Unfortunately, state enforcement has seriously lagged, and because affordable housing is so hard to come by in Miami-Dade, renters acquiesce.
Joshua and Allison Kobasky, however, didn’t. They won a settlement after they sued the Plaza 851 Brickell Condominium Association, claiming that it had charged them more than $100 in mandatory, nonrefundable “transfer” fees when they sought to lease a unit. The condo association agreed to pay up to $300,000 to settle the class-action lawsuit.
Florida law prohibits associations from charging fees more than $100 a person or married couple to buy, lease or transfer a condo unit. But they do, because they can get away with it.
“Associations have historically charged these fees to fatten their coffers even though they don’t disclose them,” said attorney Aaron Resnick, who represented the plaintiffs in the lawsuit. He told Herald reporters Rene Rodriguez and Nicholas Nehamas that, “They know people need a place to live, and in most cases the inflated fees are not thousands of dollars. Most people will go ahead and pay $250 if it means getting their apartment quicker.”
The Plaza 851 association charged potential residents a $150 screening/application fee and a $200 move-in/move-out fee — $250 more than the state allows. Some can comfortably afford the overcharge. For the financially vulnerable, however, it’s a stretch. Either way, it’s illegal.
Housing experts advise that tenants pay no more than 30 percent of their pre-tax monthly income for rent. In Miami-Dade, however, that advice is a cruel joke.
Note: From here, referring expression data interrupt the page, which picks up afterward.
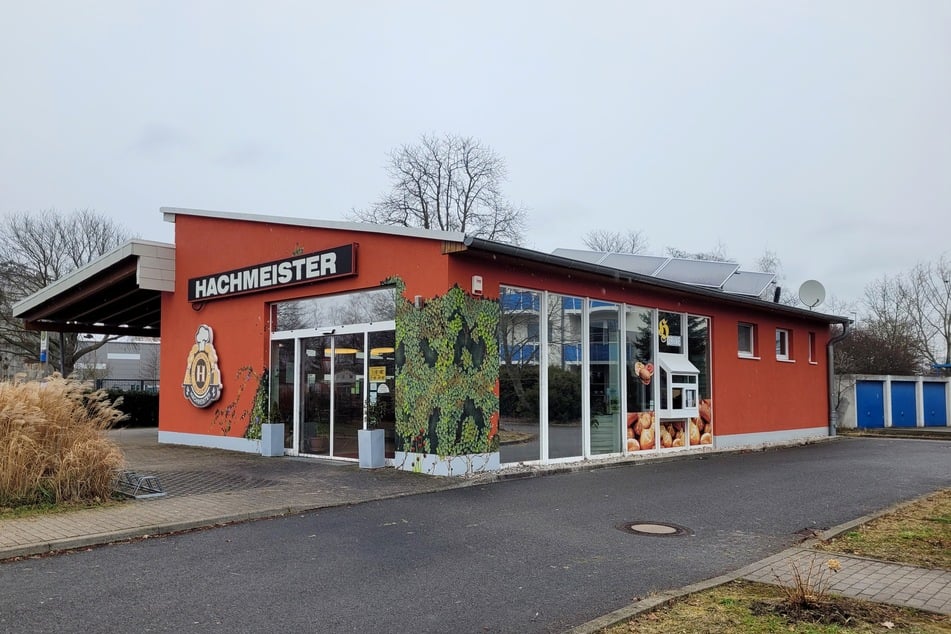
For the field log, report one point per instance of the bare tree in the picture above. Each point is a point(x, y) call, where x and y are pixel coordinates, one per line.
point(35, 251)
point(630, 241)
point(717, 254)
point(925, 295)
point(915, 304)
point(448, 183)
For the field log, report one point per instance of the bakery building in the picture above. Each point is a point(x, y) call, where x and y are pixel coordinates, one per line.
point(452, 353)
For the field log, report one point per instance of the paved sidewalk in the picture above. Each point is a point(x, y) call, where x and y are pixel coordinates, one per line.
point(208, 487)
point(861, 578)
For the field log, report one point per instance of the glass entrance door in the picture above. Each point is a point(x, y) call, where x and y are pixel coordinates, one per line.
point(315, 395)
point(332, 394)
point(348, 393)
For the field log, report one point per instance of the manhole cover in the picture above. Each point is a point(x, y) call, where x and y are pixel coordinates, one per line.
point(654, 529)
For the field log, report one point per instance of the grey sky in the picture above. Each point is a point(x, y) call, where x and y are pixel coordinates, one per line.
point(820, 130)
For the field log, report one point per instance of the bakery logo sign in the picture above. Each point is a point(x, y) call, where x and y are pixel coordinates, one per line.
point(202, 383)
point(298, 269)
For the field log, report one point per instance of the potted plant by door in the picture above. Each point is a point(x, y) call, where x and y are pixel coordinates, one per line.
point(272, 434)
point(371, 441)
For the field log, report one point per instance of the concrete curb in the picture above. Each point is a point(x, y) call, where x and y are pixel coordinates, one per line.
point(529, 471)
point(168, 528)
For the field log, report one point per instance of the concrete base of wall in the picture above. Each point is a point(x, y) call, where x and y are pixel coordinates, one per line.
point(431, 464)
point(211, 441)
point(767, 439)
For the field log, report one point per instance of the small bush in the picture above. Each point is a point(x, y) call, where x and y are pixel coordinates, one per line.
point(139, 407)
point(52, 443)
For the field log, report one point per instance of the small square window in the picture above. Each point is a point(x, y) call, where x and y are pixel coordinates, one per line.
point(783, 344)
point(746, 340)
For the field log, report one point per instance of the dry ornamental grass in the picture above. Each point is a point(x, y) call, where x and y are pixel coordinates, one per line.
point(53, 447)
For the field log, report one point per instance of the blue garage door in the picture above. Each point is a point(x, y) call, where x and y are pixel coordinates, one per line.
point(903, 404)
point(936, 409)
point(870, 404)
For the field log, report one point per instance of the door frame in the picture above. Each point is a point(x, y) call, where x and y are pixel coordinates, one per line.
point(329, 331)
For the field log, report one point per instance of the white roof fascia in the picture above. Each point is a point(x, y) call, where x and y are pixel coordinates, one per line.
point(159, 255)
point(366, 227)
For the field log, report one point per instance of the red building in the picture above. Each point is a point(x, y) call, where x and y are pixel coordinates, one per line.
point(467, 354)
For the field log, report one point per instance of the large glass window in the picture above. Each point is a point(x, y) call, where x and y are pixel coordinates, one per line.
point(698, 352)
point(518, 374)
point(564, 376)
point(604, 378)
point(640, 375)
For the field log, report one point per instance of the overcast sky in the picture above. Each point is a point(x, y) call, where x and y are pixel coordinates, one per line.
point(819, 130)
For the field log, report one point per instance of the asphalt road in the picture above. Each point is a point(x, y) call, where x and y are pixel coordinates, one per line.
point(530, 555)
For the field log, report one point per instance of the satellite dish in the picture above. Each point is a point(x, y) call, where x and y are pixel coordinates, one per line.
point(812, 293)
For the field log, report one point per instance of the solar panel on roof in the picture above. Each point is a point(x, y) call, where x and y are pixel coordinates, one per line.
point(748, 283)
point(643, 264)
point(699, 272)
point(724, 276)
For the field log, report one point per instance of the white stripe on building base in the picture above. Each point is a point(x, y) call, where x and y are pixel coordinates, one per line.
point(211, 441)
point(768, 438)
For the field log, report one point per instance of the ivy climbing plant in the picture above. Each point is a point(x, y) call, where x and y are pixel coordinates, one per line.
point(447, 370)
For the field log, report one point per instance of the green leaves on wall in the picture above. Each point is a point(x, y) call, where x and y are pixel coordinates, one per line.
point(447, 369)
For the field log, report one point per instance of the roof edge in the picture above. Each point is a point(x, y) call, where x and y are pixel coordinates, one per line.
point(480, 244)
point(133, 247)
point(169, 214)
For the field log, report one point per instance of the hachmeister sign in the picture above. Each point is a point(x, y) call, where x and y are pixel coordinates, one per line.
point(299, 269)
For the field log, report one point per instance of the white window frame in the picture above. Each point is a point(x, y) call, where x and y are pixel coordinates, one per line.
point(783, 344)
point(751, 353)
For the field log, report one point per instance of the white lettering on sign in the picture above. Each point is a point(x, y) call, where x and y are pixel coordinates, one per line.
point(300, 269)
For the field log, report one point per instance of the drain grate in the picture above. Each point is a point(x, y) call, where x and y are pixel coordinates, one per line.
point(198, 482)
point(654, 529)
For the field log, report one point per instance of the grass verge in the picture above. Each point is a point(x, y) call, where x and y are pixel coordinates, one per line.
point(918, 533)
point(47, 508)
point(742, 606)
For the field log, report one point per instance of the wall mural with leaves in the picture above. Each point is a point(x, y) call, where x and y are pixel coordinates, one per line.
point(447, 369)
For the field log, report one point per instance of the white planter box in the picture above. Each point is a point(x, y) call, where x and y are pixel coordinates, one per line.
point(272, 439)
point(371, 444)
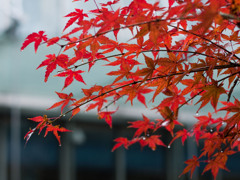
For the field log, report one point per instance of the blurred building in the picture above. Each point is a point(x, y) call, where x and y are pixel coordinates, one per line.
point(86, 152)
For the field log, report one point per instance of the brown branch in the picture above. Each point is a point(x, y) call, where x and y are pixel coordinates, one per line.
point(127, 26)
point(160, 50)
point(157, 77)
point(198, 35)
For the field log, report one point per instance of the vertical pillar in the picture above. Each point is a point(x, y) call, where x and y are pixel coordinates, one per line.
point(67, 166)
point(175, 161)
point(120, 164)
point(15, 146)
point(3, 150)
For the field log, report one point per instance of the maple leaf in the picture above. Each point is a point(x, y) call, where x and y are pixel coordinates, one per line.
point(42, 122)
point(55, 130)
point(52, 61)
point(70, 75)
point(52, 41)
point(135, 91)
point(211, 93)
point(77, 15)
point(107, 116)
point(37, 38)
point(142, 126)
point(66, 99)
point(191, 166)
point(170, 3)
point(151, 141)
point(184, 134)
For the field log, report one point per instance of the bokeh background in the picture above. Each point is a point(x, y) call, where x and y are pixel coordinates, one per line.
point(85, 153)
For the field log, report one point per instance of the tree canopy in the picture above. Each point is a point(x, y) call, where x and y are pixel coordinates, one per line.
point(182, 54)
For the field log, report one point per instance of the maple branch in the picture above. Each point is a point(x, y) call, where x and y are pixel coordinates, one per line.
point(160, 50)
point(149, 79)
point(127, 26)
point(232, 88)
point(198, 35)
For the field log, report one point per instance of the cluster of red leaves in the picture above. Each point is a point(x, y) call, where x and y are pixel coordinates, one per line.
point(186, 52)
point(45, 122)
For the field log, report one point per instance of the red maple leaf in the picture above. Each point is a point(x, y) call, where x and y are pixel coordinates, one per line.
point(37, 38)
point(77, 15)
point(66, 99)
point(70, 75)
point(52, 61)
point(151, 141)
point(55, 130)
point(107, 116)
point(142, 126)
point(191, 166)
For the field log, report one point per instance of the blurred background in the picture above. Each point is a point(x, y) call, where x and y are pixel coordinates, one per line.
point(85, 153)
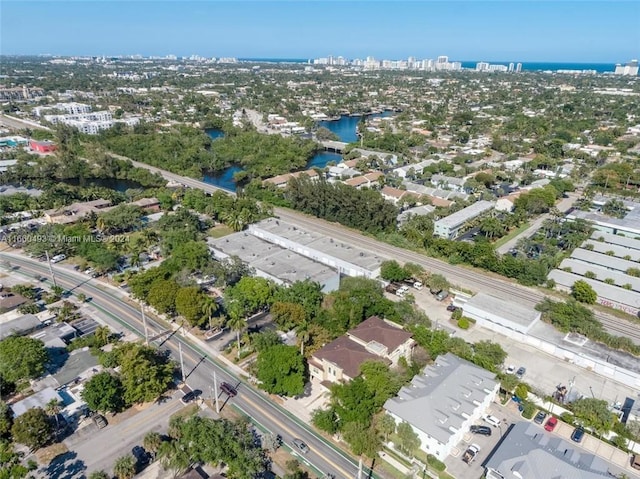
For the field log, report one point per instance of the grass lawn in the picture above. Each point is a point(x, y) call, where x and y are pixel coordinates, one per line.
point(511, 235)
point(218, 231)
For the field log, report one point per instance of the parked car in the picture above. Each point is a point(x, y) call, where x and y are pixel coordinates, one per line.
point(188, 397)
point(483, 430)
point(551, 424)
point(540, 417)
point(99, 420)
point(577, 434)
point(300, 446)
point(494, 421)
point(228, 389)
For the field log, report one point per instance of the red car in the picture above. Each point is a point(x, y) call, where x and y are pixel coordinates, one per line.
point(551, 424)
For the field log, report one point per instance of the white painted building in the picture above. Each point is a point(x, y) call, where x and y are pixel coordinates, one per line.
point(443, 402)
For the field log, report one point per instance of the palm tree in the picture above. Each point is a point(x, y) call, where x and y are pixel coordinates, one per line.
point(236, 321)
point(125, 467)
point(173, 458)
point(209, 308)
point(152, 442)
point(302, 332)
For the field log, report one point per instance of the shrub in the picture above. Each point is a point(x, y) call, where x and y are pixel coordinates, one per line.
point(463, 323)
point(528, 409)
point(434, 462)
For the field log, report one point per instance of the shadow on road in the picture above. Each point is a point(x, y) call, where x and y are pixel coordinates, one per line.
point(65, 466)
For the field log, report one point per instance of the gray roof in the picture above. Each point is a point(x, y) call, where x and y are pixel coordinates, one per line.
point(460, 217)
point(604, 290)
point(330, 247)
point(625, 241)
point(443, 396)
point(39, 399)
point(21, 325)
point(274, 260)
point(600, 259)
point(77, 363)
point(602, 273)
point(514, 312)
point(619, 251)
point(536, 454)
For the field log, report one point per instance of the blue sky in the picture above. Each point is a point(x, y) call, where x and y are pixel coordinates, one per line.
point(508, 30)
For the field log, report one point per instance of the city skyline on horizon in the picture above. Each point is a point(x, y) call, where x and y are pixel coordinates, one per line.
point(554, 32)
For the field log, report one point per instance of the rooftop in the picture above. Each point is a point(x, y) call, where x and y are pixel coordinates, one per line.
point(272, 259)
point(511, 311)
point(443, 396)
point(528, 451)
point(328, 246)
point(347, 355)
point(460, 217)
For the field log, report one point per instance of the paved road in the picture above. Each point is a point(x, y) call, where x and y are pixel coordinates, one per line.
point(200, 366)
point(458, 275)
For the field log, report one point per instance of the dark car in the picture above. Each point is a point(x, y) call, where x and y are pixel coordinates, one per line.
point(300, 446)
point(484, 430)
point(577, 434)
point(100, 421)
point(188, 397)
point(228, 389)
point(540, 417)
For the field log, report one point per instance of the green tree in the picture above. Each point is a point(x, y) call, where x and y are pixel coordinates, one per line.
point(281, 370)
point(594, 413)
point(6, 419)
point(583, 292)
point(125, 467)
point(408, 440)
point(385, 425)
point(189, 302)
point(104, 393)
point(392, 271)
point(22, 358)
point(162, 295)
point(33, 428)
point(152, 442)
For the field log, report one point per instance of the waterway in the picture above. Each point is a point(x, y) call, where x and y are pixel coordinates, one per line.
point(345, 128)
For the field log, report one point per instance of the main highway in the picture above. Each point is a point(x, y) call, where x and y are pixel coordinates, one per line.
point(458, 275)
point(200, 365)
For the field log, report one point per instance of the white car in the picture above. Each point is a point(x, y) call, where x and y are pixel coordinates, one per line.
point(494, 421)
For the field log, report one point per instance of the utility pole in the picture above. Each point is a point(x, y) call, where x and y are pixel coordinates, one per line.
point(144, 322)
point(181, 361)
point(53, 276)
point(215, 389)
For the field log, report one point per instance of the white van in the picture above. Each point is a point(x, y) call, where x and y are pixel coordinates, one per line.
point(59, 257)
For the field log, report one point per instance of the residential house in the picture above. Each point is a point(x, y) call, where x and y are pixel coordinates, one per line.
point(443, 402)
point(372, 340)
point(76, 211)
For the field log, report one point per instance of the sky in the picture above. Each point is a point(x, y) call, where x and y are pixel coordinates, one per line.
point(507, 30)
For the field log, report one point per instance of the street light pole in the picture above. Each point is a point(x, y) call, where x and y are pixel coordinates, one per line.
point(53, 276)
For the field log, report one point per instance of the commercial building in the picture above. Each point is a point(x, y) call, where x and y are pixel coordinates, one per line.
point(443, 402)
point(527, 451)
point(372, 340)
point(346, 258)
point(450, 226)
point(498, 314)
point(274, 262)
point(43, 146)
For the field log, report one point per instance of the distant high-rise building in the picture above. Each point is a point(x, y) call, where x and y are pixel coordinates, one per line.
point(630, 68)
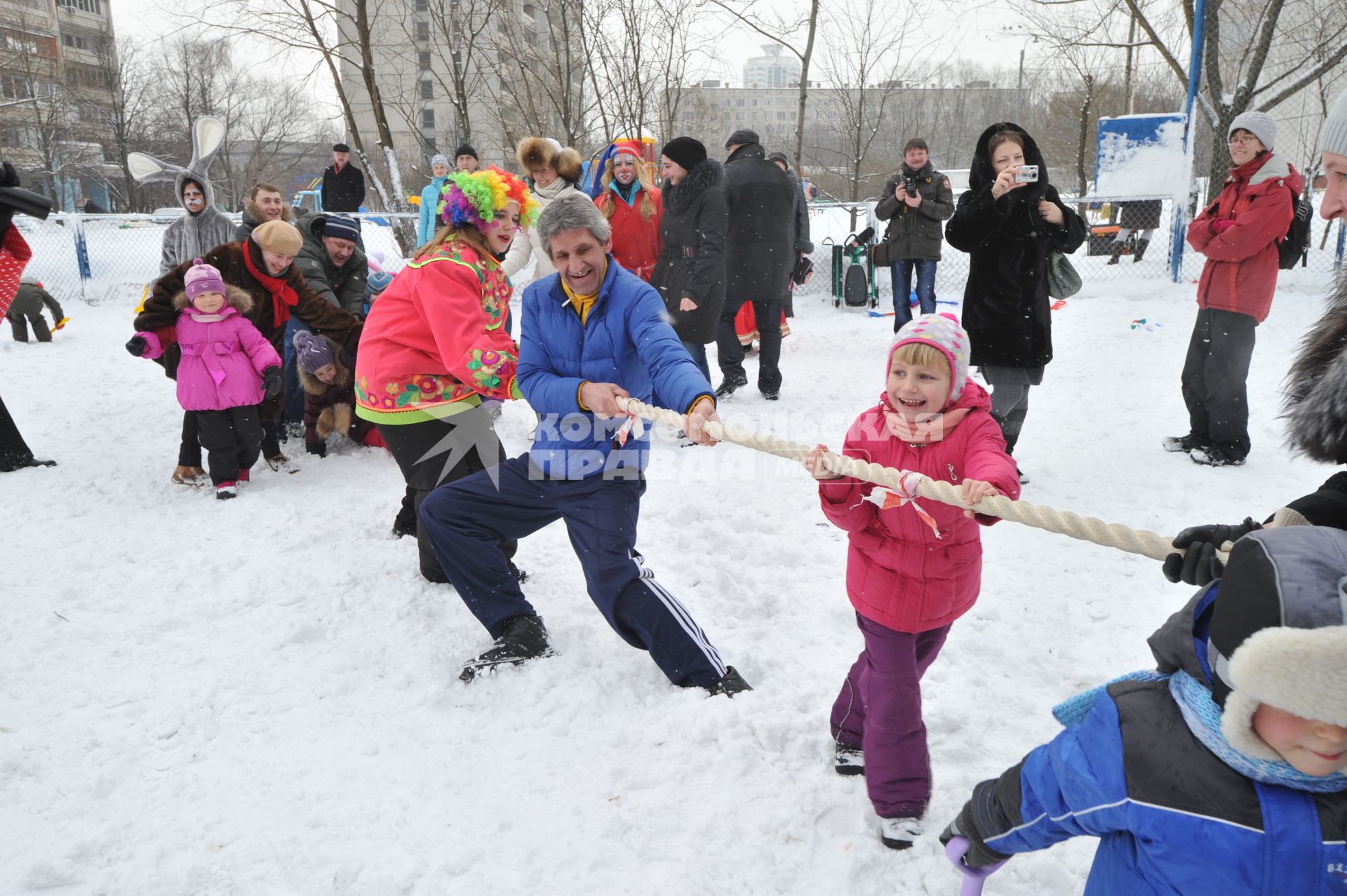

Greater Miami is the third-least affordable city in the United States; the Herald series “Priced out of Paradise” found that at least 60 percent of renters pay more than the recommended 30 percent of their salary for housing.
Our question is: Why has the Florida Department of Business and Professional Regulation, which oversees the Division of Florida Condominiums, Timeshares and Mobile Homes, been so derelict? DBPR officials say that Floridians are not aware of the law. It receives few complaints, many of which are resolved with an awareness campaign and a requirement that a condo association refund the excess fees.
But that excuse only goes so far. DBPR needs to be more proactive, though, given the huge volume of condos statewide, monitoring would be a challenge. Following a rule passed in December 2018, associations face a potential $5,000 fine for charging inflated fees. Still, condo dwellers need to know that the state has their backs when associations engage in blatantly illegal activities. At the very least, the language regulating fees should be prominently displayed on websites and applications.
Members of the property-management industry complaing the $100 cap is not enough to cover screening, background and financial checks to ensure a tenant’s eligibility. If — if — the cap, indeed, is unrealistic, lawmakers should consider an increase, one that is fair, not rapacious, and sensitive to both associations and potential residents. It should take into consideration how stressed many Florida markets are for affordable housing.
Any carefully considered increase should be accompanied by the resources to give DBPR the teeth to ensure condo associations aren’t thumbing their noses at the law. If they have no fear of being fined $5,000, what’s the point?